I like the concept, though. There is no other card in Magic you can bounce at will, without paying any mana or otherwise using a resource. Also, I find it really cute that it is a spirit – whenever I design a cube with an element of spiritcraft in it, Blinky is very likely to show up in it. You don’t need to use that Kamigawa block mechanic, though, to find nice synergies for this card: It can trigger all kinds of “Whenever you cast…” or “Whenever a creature enters the battlefield…” abilities repeatedly, but not too cheaply (I’m not saying Shrieking Drake plus Glimpse of Nature is a major problem in a cube, but it is the kind of interaction you want to watch out for). Oh, and in the context of the current set, Innistrad, it is probably really helpful against werewolves. There’s just so much you can do with this card in addition to stop a big groundbound creature for effectively 4 mana!
I’m really not sure what the “perfect” cost for this effect would be if combat damage still went on the stack. It would probably have to be in the ballpark of 1W, since most 2-drops and even several 1-drops are strong enough that they would survive combat with it. That, however, would make it incredibly annoying in limited. And without combat damage on the stack? It might have to become a 1-drop to be of real use in constructed! Then, however, it would be completely over the top as a blocker in control decks. I guess I must admit that the perceived constructed applications of that card I thought to see date back to a time where creature decks were almost unplayable due to the availability of plentiful and powerful removal and the weakness of creatures in general. In such an environment, it would be useful at 3 mana – but then again, such an environment would be horrible! So I’ll concede that this concept does not lend itself well to constructed play and get back to talking about limited.

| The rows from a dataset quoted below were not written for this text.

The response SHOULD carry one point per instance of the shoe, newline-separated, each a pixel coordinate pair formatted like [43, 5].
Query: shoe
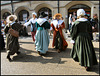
[8, 57]
[39, 52]
[87, 68]
[58, 51]
[18, 53]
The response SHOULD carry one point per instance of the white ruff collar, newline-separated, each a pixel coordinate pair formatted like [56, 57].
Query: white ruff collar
[81, 19]
[56, 23]
[40, 21]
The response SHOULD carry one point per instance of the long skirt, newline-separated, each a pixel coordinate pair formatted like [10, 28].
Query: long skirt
[12, 44]
[33, 35]
[42, 41]
[58, 41]
[2, 43]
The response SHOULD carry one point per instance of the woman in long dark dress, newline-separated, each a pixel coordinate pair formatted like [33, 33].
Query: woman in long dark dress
[12, 42]
[83, 50]
[2, 43]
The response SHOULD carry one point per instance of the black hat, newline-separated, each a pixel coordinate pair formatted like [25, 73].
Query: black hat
[42, 15]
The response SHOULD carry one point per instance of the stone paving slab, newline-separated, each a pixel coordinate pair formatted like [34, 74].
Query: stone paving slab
[30, 63]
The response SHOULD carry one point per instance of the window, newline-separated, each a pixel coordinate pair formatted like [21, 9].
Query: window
[23, 14]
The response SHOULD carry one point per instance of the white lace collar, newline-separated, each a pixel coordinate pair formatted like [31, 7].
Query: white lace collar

Here, Blinking Spirit is a fine, but sadly a little underwhelming card. While it is perfectly usable as is, the sweet spot for its mana cost is probably 2W, so that it would be a bit more useful in aggressive decks. However, the uniqueness of its concept, and its excellent flavor (stemming mainly from the mechanic itself), as well as its unexpected and intriguing synergies with an evergrowing variety of mechanics from all eras of Magic, convince me to upgrade it significantly, all the way up from a D for a useful, but not quite satisfyingly playing card to a C- for a card you actively want in some environments, although always with a bit of disappointment for its slightly flawed execution.